I still don't understand the reason why the 2x3 unit was causing this problem. Could it be that the 2x3 unit was splitting the current between too few bases, thus each base geting more current than the transistor could take before breaking down? I'm not even sure that's a technically sensible thought or not but anyway. I can live with using 16 pins
There is also a diode connection from base to collector. Normally the collector is at a higher potential (voltage) then the base, so there is no current flowing this way. However, in your circuit, you put the collector low when you don't use that column of LEDs connected to it. This is what works, since this base-collector is in parallell to any LEDs, and have a lower forward voltage drop than the LED (hence LEDs not glowing).
However, you added that "high level" 2x3 transistor grid. While this transistor grid will get (most of) their unused transistor's collectors low, they are shut off from their emitter, to the second level transistor grid's collectors. IE no diode connection from base to collector here in parallell with any LEDs, thus the base current from a row also flowed through LEDs in other columns.

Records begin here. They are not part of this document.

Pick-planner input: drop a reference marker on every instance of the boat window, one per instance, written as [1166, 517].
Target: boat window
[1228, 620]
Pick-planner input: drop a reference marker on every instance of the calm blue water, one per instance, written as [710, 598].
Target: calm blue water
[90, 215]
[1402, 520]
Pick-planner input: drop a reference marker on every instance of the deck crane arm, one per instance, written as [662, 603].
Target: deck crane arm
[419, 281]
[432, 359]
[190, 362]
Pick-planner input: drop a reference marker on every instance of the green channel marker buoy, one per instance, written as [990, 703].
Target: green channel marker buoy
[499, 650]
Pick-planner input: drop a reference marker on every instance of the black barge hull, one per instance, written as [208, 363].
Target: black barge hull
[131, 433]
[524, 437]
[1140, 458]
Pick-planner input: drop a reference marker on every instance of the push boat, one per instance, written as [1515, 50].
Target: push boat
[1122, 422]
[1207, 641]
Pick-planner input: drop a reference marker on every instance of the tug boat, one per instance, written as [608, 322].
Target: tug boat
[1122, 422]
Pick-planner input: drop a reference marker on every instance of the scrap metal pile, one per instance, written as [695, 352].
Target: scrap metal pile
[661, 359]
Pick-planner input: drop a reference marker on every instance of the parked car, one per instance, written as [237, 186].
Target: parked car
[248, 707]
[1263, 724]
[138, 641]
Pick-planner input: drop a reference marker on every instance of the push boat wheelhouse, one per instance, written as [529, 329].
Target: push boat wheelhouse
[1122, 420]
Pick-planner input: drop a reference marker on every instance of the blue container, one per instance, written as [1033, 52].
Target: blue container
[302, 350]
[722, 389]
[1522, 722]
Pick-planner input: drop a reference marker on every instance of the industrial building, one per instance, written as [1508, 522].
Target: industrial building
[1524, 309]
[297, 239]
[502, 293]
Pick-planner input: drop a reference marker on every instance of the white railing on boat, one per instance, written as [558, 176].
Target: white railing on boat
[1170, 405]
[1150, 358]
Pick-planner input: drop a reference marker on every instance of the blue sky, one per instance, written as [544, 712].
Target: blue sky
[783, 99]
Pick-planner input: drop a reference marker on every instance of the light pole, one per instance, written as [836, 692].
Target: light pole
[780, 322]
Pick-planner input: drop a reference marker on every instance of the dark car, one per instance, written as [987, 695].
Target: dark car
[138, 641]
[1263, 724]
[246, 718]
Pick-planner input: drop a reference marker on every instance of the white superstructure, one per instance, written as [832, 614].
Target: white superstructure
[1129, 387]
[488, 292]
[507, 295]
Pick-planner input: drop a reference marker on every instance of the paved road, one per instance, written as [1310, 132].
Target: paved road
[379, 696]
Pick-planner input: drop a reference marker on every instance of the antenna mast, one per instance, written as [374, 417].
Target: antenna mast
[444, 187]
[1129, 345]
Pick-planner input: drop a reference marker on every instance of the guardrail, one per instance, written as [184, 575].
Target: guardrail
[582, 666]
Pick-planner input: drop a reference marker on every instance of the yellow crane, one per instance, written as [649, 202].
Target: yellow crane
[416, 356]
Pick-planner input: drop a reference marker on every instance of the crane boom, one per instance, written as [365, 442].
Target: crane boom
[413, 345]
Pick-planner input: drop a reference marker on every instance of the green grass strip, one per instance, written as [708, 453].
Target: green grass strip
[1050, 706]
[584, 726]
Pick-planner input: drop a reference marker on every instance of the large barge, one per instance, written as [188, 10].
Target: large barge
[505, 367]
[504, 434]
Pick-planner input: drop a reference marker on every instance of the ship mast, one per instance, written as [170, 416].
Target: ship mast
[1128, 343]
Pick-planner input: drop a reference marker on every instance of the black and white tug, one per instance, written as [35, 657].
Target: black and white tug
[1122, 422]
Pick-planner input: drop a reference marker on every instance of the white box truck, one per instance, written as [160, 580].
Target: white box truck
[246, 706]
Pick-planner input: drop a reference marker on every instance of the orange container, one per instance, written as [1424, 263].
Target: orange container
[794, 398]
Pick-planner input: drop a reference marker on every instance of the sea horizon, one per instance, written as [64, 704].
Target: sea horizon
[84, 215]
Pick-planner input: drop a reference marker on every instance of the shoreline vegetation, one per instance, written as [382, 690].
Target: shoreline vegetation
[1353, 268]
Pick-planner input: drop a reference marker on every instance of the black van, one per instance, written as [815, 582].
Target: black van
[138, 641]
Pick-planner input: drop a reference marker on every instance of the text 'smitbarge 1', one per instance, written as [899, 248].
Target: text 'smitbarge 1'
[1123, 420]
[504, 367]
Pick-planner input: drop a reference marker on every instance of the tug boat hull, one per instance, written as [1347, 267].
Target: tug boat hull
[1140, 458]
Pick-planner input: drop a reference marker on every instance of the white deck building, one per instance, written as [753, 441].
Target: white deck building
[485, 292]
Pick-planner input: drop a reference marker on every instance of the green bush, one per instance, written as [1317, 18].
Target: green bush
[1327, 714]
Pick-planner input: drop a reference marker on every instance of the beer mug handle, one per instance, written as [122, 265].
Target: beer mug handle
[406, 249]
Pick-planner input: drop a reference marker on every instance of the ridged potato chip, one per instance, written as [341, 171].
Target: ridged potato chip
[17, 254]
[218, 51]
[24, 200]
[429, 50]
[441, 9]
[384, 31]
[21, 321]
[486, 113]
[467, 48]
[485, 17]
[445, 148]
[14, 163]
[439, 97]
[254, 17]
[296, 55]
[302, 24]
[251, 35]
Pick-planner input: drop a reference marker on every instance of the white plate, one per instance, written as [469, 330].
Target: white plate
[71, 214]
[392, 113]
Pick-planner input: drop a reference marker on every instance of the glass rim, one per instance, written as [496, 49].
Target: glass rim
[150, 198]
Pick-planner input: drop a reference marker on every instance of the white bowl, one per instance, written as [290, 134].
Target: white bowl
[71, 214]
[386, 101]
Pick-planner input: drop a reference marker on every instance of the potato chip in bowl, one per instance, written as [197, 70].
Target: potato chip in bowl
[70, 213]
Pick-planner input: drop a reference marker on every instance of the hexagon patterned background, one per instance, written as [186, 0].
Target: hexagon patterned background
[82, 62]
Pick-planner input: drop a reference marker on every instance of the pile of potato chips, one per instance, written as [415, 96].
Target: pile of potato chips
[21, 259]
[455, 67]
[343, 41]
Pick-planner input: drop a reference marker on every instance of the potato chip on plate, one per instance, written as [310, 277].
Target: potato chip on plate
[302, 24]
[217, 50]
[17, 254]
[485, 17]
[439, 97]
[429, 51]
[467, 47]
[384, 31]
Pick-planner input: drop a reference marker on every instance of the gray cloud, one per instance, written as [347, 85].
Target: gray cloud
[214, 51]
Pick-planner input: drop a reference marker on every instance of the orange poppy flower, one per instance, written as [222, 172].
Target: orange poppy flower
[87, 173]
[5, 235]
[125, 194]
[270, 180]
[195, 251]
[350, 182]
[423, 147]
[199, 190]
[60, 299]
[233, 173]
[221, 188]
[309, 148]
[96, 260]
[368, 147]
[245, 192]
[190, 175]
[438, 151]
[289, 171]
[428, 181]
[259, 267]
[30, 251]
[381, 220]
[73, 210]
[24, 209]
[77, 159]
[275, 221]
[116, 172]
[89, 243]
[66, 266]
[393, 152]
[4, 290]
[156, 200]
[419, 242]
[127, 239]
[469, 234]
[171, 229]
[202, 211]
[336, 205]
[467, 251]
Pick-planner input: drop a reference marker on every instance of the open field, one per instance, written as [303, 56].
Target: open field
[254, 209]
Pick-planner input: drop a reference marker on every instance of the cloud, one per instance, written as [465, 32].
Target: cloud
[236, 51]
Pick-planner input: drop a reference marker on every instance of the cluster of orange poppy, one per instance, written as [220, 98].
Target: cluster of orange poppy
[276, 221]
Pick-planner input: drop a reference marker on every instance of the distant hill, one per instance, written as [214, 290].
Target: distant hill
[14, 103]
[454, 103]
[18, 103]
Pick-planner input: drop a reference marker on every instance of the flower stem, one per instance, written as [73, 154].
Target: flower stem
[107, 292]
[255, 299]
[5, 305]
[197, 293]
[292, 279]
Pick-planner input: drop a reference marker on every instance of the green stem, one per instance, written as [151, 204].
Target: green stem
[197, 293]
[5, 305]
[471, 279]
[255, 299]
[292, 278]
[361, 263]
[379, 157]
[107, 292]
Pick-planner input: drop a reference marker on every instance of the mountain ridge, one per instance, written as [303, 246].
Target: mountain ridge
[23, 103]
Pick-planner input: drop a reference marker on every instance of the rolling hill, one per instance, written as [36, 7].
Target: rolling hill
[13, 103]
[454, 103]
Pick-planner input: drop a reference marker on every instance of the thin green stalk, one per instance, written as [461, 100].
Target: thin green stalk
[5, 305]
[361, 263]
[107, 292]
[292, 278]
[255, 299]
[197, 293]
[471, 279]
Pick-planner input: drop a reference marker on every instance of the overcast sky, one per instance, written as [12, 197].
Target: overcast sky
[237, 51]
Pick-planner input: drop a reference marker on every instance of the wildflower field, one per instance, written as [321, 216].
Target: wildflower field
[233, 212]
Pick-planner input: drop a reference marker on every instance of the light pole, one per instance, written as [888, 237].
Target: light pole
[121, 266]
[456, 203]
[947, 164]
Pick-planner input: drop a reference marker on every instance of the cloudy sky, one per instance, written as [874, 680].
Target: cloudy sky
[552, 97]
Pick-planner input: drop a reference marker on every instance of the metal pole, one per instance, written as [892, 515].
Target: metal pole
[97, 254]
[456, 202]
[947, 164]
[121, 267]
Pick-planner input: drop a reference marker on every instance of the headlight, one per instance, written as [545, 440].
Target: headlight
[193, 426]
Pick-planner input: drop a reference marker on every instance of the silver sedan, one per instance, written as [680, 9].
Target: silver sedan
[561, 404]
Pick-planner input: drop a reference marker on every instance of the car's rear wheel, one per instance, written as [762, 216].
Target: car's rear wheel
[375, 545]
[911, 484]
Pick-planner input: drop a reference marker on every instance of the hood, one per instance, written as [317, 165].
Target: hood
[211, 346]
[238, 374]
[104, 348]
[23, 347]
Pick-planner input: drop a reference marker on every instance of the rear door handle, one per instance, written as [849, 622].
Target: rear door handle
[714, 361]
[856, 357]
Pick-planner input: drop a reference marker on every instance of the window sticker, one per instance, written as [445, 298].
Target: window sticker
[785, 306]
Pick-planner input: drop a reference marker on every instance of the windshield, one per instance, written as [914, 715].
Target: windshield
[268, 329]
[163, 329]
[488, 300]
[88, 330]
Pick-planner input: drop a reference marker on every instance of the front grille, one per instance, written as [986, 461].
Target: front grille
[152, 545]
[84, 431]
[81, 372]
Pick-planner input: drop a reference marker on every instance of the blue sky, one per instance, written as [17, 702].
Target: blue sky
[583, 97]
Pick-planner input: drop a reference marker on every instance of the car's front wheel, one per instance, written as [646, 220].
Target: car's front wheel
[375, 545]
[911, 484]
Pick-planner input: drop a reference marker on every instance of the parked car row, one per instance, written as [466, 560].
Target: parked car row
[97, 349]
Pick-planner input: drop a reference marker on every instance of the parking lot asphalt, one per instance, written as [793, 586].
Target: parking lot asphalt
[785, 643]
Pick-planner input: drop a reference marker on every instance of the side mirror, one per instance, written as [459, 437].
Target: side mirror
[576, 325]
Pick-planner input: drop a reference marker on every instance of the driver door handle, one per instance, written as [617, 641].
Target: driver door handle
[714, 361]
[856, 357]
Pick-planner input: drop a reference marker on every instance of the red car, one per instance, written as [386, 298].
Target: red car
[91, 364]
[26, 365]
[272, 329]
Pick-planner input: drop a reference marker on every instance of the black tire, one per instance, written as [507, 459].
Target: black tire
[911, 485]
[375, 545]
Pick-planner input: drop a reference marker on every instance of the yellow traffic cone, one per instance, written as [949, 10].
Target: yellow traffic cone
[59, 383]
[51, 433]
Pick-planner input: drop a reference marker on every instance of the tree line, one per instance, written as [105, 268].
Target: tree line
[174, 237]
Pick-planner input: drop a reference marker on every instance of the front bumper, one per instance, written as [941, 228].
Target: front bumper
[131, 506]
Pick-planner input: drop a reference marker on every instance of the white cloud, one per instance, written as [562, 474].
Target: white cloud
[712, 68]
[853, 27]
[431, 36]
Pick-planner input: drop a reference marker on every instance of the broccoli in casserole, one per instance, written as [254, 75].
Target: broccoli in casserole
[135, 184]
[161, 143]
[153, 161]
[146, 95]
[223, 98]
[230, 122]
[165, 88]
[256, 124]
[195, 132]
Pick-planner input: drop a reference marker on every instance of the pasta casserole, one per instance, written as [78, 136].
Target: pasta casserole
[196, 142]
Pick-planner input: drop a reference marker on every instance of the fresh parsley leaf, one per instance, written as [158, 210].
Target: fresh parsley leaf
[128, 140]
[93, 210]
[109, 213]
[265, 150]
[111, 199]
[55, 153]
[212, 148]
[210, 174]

Unless your LED's have a lower forward voltage than about 1.4V (plus some more for saturation voltage to the "cathode" transistors and VOL
from the atmega), I think you can keep your "high level" grid, if you put a diode in anti-parallel to those (high-level grid) transistors collector-emitter. Maybe anti-parallel is somewhat wrong term. I mean a diode from emitter to collector (backwards). 6 additional diodes. But as you say it only saves one more output pin.